Let $C = \text{cone}(u_1,\dots,u_m)$ for some $u_1,\dots,u_m \in \mathbb{R}^d \setminus \{\textbf{0}\}$ be a finitely generated pointed cone. Let $H_0 := \{x \in \mathbb{R}^d: \langle a,x \rangle = 0\}$ be a hyperplane such that $C \subseteq H_0^\geq$ and $C \cap H_0 = \{\textbf{0}\}$. For some $\delta > 0$, let $H_\delta := \{x \in \mathbb{R}^d: \langle a,x \rangle = \delta \}$ and $C_\infty := C \cap H_\delta$.
I want to show that $C_\infty$ is a polytope. Since both $C$ and $H_\delta$ could be represented by a system of inequalities, so is $C_\infty$, which shows that it is a polyhedron. Now I just need to show that it is also bounded.

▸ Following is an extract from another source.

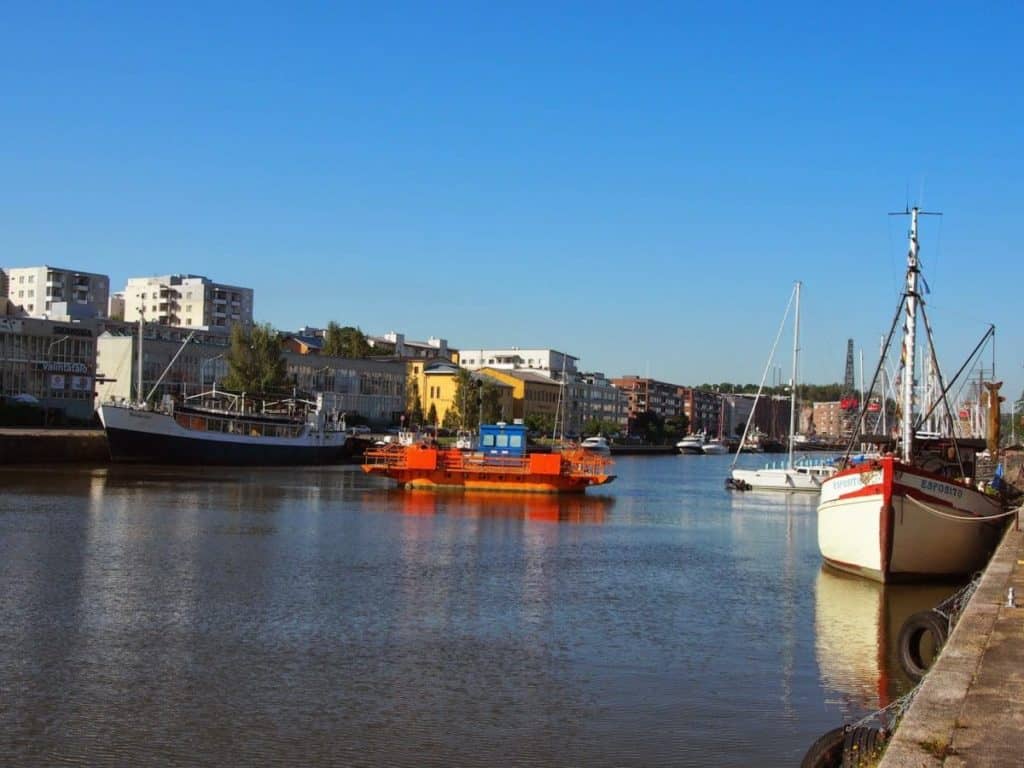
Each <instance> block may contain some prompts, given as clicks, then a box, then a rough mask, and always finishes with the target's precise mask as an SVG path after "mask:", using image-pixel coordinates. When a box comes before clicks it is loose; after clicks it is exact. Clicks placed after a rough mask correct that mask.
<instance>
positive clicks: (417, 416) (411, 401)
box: [406, 377, 436, 426]
mask: <svg viewBox="0 0 1024 768" xmlns="http://www.w3.org/2000/svg"><path fill="white" fill-rule="evenodd" d="M431 404H433V403H431ZM406 411H408V412H409V423H410V425H411V426H417V425H419V424H422V423H423V402H421V401H420V382H419V381H418V380H417V379H416V378H415V377H414V378H411V379H410V380H409V385H408V386H407V387H406ZM435 414H436V411H435Z"/></svg>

I was attempting a proof by contradiction, assuming that $C_\infty$ is not bounded, hence containing a ray $\{x + ty: t \geq 0\}$ for some $x \in C_\infty$ and $y \neq \textbf{0}$ (and in particular a point $q = x + ty, t > 0$ on this ray). This should lead to $C \cap H_0$ contains more than just $\textbf{0}$, but I haven’t been able to show it so far. I know that $y$ as defined above should be in $H_0$, but that has not helped.
How about this.
If $x\in H_\delta\cap C$, then $\epsilon x\in H_{\epsilon\delta}\cap C$ for every $\epsilon>0$.
That is, if for some $y\in H_0\setminus\{0\}$ and all $t\ge 0$ holds $x+ty\in H_\delta\cap C$, then also $\epsilon x + ty\in H_{\epsilon\delta}\cap C$ for all $t\ge 0$ (the $\epsilon$ in the last term got absorbed into the $t$). Note that $C$ can be written as the union
$$C=\bigcup_{\epsilon \ge 0} (H_{\epsilon\delta}\cap C),$$
and so $\epsilon x + t y\in C$ for all $\epsilon > 0, t \ge 0$. But since $C$ is a closed set, with $\epsilon\to 0$ we find $yt\in C$ for all $t\ge 0$. In particular, for $t>0$ and since $y\in H_0\setminus\{0\}$, we found $0\not= yt\in H_0\cap C$.
The crucial part is indeed that $C$ is closd, because the statement is wrong for open cones.